From: Jonathan Gennick <jonathan_at_gennick.com>
Date: Thu, 10 Jun 1999 16:02:44 GMT
Message-ID: <3762c0b2.3800250@netnews.worldnet.att.net>


On Tue, 08 Jun 1999 20:08:06 -0600, Brian Yan <by2_at_gpu.srv.ualberta.ca> wrote:

>Customer has no
>plan to upgrade the hard disk. The database is run under archivelog
>mode. It is O.K. to lose one day data.

I manage a few databases where this is also true. Nothing wrong with it as long as the client has made a conscious decision that losing a day's data is acceptable.
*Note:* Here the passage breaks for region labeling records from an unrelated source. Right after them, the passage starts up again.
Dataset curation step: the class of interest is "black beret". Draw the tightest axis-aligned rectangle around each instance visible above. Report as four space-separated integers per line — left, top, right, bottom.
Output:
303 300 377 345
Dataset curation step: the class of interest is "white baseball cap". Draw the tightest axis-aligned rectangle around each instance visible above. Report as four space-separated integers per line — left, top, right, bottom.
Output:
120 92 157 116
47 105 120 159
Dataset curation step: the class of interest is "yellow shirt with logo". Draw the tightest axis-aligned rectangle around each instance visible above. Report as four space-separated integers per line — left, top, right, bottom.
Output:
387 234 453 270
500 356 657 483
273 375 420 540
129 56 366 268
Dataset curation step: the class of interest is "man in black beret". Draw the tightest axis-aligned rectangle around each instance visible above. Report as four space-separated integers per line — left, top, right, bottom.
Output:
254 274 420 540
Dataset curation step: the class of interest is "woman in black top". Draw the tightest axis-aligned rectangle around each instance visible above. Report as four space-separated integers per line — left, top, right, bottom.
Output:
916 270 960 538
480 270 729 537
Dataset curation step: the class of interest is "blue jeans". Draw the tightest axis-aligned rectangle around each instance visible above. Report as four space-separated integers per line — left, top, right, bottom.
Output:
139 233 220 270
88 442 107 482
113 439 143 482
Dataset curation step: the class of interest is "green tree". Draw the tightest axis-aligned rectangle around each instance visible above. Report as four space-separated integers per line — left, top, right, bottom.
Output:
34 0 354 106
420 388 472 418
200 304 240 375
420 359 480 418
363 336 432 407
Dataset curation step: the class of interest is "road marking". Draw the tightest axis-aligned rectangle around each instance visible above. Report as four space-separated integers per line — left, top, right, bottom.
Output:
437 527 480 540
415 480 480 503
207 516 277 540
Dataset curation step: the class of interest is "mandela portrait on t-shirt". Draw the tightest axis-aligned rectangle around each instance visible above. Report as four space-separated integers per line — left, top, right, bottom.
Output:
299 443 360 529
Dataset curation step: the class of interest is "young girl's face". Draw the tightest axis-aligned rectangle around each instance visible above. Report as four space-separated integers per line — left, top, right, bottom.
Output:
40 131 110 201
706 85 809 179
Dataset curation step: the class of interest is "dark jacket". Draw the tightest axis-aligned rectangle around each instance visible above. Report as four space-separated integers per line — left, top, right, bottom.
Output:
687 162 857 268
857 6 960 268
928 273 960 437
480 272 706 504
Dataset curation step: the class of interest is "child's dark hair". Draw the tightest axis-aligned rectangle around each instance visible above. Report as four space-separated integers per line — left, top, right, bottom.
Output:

>Currenly, we have all on-line
>datafile backup and archived log backed to tape every night. I am
>wondering in the case of disk failure, can I just copy all the datafile
>plus the archived logs to the same directory as before (assumed server
>directories have been restored to the image before crash)? then startup
>database, run the recover command?

You should consider turning off archive log mode. For the three databases I manage that fit the case you are describing, we do not use archivelog mode at all. We do cold backups nightly. The recovery plan, for any failure, is simply to restore the previous night's backup. That keeps things simple for the junior DBA who works w/me. He only needs to know one procedure. Assuming that you do a cold backup, then yes, you can just restore the files to the same disk, and start the database. If you are restoring to a different disk, then you will need to issue a bunch of ALTER DATABASE RENAME FILE commands. You will need to know the original filenames in order to do that. For this reason, I suggest maintaining a current list of these. You can generate one by issueing the following select:

	select name from v$datafile
	union
	select member from v$logfile;

We also do nightly exports of all our small databases. Yours must not be too big if it fits on one disk, so you might want to consider an export as well. It gives you another option in case everything else fails.